The vector X includes working-age population (pop) and people with tertiary education (tertiary) as measured by the 2011 census. These variables have been added in a year preceding the estimation period because they could be affected by the emigration flows in the years 2012–2020 (see also Bratti and Conti 2018).
We rely on a parsimonious specification of the model, excluding potentially endogenous controls as local industrial sectors and level of R&D effort.7 However, country fixed effects are added to the regressors to control for national institutional and socio-economic factors.
Data on patents registered by firms from the scoreboards have been sourced from the OECD, REGPAT database (August 2022). REGPAT collects data on patents registered with PATSTAT (the EU patent office) and allocated to each country.
Using sample weights, the share of immigrants in the population at regional level (NUTS2),8 as well as the percentage of low-skilled immigrants, is computed using data from the Labor Force Survey (2010–2018). As already specified, low-skilled immigrants correspond to individuals who attained a lower secondary education to the highest level.
Taking into account that the same socioeconomic factors at regional level could both attract immigrants and increase local innovation, we investigate potential endogeneity issues. We propose several instruments to test for endogeneity of the local share of immigrants.
Firstly, we propose an instrument, largely used in previous studies,9 that relies on the tendency for immigrants to migrate to areas where communities of immigrants from the same country of origin have already settled. Previous findings also highlight that networks favor less-skilled more than skilled immigrants (Beine and Salomone 2013; Bratti and Conti 2018).
Therefore, the distribution among regions of immigrants according to their origins in the past should provide the required exogenous source of variation in the local share of immigrants.

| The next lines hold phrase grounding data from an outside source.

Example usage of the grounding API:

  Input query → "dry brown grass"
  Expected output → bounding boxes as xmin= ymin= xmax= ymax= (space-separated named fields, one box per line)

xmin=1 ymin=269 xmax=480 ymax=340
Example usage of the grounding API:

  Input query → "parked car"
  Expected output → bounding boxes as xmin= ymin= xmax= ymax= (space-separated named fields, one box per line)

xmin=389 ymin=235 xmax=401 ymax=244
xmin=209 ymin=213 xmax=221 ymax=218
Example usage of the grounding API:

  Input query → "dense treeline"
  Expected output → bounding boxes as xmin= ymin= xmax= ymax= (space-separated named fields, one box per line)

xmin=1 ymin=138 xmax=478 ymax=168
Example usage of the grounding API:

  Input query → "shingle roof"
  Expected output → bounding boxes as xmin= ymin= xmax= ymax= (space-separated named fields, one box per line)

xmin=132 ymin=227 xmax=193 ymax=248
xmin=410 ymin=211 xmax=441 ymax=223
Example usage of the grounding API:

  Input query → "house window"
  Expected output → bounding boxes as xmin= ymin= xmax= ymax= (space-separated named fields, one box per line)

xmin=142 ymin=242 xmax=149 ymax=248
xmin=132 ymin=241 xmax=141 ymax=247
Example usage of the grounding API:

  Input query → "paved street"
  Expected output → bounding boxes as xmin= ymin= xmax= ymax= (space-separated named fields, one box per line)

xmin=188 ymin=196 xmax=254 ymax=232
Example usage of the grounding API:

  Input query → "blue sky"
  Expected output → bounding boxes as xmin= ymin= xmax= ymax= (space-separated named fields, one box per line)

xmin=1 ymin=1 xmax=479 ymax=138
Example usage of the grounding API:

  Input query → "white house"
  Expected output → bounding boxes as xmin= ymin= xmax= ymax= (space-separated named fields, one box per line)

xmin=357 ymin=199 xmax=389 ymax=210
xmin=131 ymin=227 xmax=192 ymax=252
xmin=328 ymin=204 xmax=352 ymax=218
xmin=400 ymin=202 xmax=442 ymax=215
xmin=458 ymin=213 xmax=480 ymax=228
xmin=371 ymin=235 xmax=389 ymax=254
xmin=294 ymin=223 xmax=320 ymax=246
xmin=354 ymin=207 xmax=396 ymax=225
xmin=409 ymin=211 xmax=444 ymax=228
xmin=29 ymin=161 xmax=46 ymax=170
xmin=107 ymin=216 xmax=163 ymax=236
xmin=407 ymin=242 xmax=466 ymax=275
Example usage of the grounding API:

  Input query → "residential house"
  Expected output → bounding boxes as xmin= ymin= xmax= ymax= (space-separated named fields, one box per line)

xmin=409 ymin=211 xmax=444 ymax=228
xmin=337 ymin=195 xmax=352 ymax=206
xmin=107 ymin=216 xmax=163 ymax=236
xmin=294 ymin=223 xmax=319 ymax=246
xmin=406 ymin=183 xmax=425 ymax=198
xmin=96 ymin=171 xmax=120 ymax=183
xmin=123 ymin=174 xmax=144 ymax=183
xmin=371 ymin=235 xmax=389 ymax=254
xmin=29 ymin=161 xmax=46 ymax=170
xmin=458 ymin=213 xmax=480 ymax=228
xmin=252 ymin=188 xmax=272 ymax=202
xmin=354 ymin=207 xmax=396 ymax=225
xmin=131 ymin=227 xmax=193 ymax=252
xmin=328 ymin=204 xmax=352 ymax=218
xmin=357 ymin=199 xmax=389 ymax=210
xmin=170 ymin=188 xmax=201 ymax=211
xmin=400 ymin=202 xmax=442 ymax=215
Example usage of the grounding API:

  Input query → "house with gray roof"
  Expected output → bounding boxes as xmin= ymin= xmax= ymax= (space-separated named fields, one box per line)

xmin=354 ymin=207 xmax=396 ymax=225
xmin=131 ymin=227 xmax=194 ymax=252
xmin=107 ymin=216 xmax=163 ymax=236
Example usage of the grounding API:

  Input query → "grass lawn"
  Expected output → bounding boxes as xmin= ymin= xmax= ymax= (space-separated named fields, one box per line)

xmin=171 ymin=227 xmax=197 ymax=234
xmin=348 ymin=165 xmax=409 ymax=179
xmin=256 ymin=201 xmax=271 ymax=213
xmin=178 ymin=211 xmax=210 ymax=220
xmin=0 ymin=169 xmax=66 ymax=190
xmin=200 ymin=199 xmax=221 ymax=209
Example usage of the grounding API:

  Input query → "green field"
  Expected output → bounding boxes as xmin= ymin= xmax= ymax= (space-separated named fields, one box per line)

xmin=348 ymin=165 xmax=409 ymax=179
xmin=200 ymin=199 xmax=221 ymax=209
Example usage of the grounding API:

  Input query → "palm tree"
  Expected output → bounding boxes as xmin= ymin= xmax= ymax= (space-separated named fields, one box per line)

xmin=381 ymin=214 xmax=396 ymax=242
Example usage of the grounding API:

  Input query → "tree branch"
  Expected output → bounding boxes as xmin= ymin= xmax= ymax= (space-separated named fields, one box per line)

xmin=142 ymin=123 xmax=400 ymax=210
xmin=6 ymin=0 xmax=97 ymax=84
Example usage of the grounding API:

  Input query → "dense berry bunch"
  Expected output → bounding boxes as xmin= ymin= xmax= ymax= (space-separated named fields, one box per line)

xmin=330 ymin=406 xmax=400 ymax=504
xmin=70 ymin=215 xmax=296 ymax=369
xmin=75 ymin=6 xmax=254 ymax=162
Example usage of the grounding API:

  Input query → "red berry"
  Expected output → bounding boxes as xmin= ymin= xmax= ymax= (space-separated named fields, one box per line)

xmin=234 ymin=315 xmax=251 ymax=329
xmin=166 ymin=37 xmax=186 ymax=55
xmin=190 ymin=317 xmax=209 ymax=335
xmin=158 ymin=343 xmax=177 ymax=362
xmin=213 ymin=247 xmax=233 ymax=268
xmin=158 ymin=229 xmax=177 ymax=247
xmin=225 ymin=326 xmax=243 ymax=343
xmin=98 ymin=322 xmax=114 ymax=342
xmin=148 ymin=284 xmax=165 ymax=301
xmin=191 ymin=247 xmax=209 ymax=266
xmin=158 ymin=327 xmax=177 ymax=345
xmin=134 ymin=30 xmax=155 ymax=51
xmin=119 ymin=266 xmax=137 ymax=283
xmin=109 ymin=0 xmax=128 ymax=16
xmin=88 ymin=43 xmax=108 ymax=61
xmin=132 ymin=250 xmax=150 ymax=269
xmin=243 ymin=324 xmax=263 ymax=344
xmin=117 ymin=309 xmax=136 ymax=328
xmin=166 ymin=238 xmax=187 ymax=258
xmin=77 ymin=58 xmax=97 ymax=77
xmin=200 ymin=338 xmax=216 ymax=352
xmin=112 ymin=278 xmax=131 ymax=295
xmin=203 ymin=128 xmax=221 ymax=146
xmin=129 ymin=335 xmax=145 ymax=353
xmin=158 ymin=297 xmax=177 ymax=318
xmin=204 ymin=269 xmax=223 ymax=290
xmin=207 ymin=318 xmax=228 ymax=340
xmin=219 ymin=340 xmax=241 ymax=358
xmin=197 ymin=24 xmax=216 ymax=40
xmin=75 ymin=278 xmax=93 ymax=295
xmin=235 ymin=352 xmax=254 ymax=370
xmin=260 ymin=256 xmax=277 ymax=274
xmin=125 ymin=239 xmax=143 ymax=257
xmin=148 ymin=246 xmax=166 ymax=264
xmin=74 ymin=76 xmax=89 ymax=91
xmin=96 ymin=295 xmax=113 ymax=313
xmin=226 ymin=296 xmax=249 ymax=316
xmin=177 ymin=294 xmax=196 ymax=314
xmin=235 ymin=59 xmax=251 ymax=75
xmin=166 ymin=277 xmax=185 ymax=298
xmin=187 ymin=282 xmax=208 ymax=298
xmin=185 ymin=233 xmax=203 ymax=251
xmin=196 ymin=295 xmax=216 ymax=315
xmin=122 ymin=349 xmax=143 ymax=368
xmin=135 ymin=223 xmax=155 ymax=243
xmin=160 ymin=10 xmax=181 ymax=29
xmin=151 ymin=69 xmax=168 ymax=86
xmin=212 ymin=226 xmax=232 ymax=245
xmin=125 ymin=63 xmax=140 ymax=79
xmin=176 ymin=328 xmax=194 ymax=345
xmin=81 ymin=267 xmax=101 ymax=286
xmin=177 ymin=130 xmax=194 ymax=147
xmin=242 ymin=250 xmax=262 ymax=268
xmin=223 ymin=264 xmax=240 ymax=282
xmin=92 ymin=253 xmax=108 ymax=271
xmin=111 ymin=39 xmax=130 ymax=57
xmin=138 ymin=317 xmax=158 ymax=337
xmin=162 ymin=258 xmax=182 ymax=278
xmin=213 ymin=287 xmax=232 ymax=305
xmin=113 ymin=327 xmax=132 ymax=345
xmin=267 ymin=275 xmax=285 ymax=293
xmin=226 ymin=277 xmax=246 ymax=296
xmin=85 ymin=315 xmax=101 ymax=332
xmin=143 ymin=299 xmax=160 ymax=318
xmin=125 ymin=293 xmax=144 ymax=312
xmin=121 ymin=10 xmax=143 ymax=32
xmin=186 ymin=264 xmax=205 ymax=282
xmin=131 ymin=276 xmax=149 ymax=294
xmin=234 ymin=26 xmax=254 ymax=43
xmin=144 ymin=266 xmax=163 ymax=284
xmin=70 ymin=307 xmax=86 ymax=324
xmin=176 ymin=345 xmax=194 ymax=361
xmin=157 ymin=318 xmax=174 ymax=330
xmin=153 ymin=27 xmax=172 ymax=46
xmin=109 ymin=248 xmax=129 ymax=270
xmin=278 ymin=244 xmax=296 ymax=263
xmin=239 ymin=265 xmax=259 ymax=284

Formally, the instrumental variable “immigrant enclaves” can be written as follows:
$${\text{Imm}}.{\text{ enclaves = }}\mathop \sum \limits_{a = 1}^{N} \frac{{ {\text{immigrants}}_{ai,2001} }}{{{\text{immigrants}}_{ac,2001} }}*\frac{{ {\text{immigrants}}_{ac 2001 - i} }}{{{\text{immigrants}}_{ae,2001} }}$$
(16)
where “i” denotes the NUTS2 region (in the EU country “c”) and “a” denotes immigrants’ geographical area of origin;10 hence, the first term represents the share of immigrants from “a” living in region i in 2001, whereas \({{\text{immigrants}}}_{ac2001-i}\) denotes the total number of immigrants coming from “a” to the European country “c” in 2001 minus the contribution of region i to this total, and \({i{\text{mmigrants}}}_{ae2001}\) denotes the total number of immigrants coming from “a” to Europe in 2001.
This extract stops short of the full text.